Oil sands are the among the easiest of the synthetic fuels to manufacture. Oil shale or coal liquifation? Profitable at current oil prices. Of course, the further the input material is from oil, the worse the environmental hit. Coal liquifaction, for example, doubles the carbon impact per barrel compared to the already hefty impact of crude oil. Technologies like carbon sequestration could help substantially in reducing the greenhouse gas impact of this steady switch, but are too expensive to be implemented without being required for everyone.

What about biofuels? Aren’t we already subsidizing plants? Isn’t that the more environmental way to go? Nope, not when you consider these alternatives with a proper life cycle analysis--considering the impact not just of running the plant, but building and decommissioning it as well. In fact, the only current technologies better than fossil fuels? Wind and geothermal. Solar might get close to the total environmental impact of fossil fuel at a large scale of manufacturing.

Where the hell are all the better alternatives? We’ve been asking private industry, individual companies, to start their own private Manhattan projects. Thanks to how our patent system works, to how intellectual property is handled, all of the prize goes to the first–the second gets nothing. No single company can take on that risk, sink that much R&D money into something that might not work, or be scooped by a competitor before the investment can be recovered–pretty much the same problem the biotech industry has developing basic enabling technologies. The solution that works? Publicly funded research, results shared to any company that would want to commercialize the results.

The longer a barrel of oil stays around or above $100 a barrel, the more likely these “unconventional hydrocarbon” technologies will be unleashed, with the predicable environmental devastation. Why hasn’t it happened yet? Another failure of the market. The amount of oil shale and coal available for conversion is so vast–an order of magnitude larger than crude oil reserves, far larger than the oil sands–that everyone assumes once these plants get built, energy prices will collapse below profitability. The reserves of energy are too big, the potential bonanza too great, for an unregulated market to maintain profitability. The large coal companies are begging for regulation–busy demanding a price floor before they proceed.

In comes our opportunity. The United States contains an overwhelming amount of the global coal and oil shale reserves–making us the most hydrocarbon endowed country on the planet. The coal industry wants a price floor? Give them a carbon tax and strict regulations to where, how many and what kinds of liquifaction plants can be built.
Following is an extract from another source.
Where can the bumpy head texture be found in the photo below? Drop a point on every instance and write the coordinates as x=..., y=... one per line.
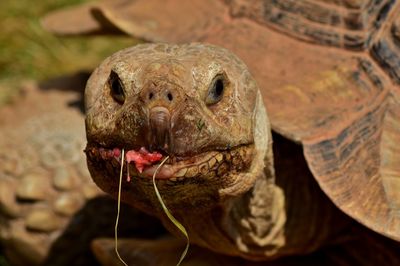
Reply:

Demand that all plants implement carbon sequestration. Use the huge sums of money generated by the tax to fund basic scientific research into genuine alternatives to fossil fuels. A cleverly crafted policy now–and the window is so vanishingly small for this to happen–could bring us a rare win: New technologies to finally get us beyond fossil fuels, reduced energy prices, less money sent to despotic regimes worldwide and an eventual real positive environmental impact.

If we continue on the hands-off style, continue to ignore that hydrocarbons will remain the dominant form of energy for at least a few more decades, the profit motive will become overwhelming. The plants will be built, but without a carbon tax, without the carbon sequestration, without the regulations that would make the impact at least less than the worst case scenario. Cheaper energy is inevitable. How much it costs us isn’t.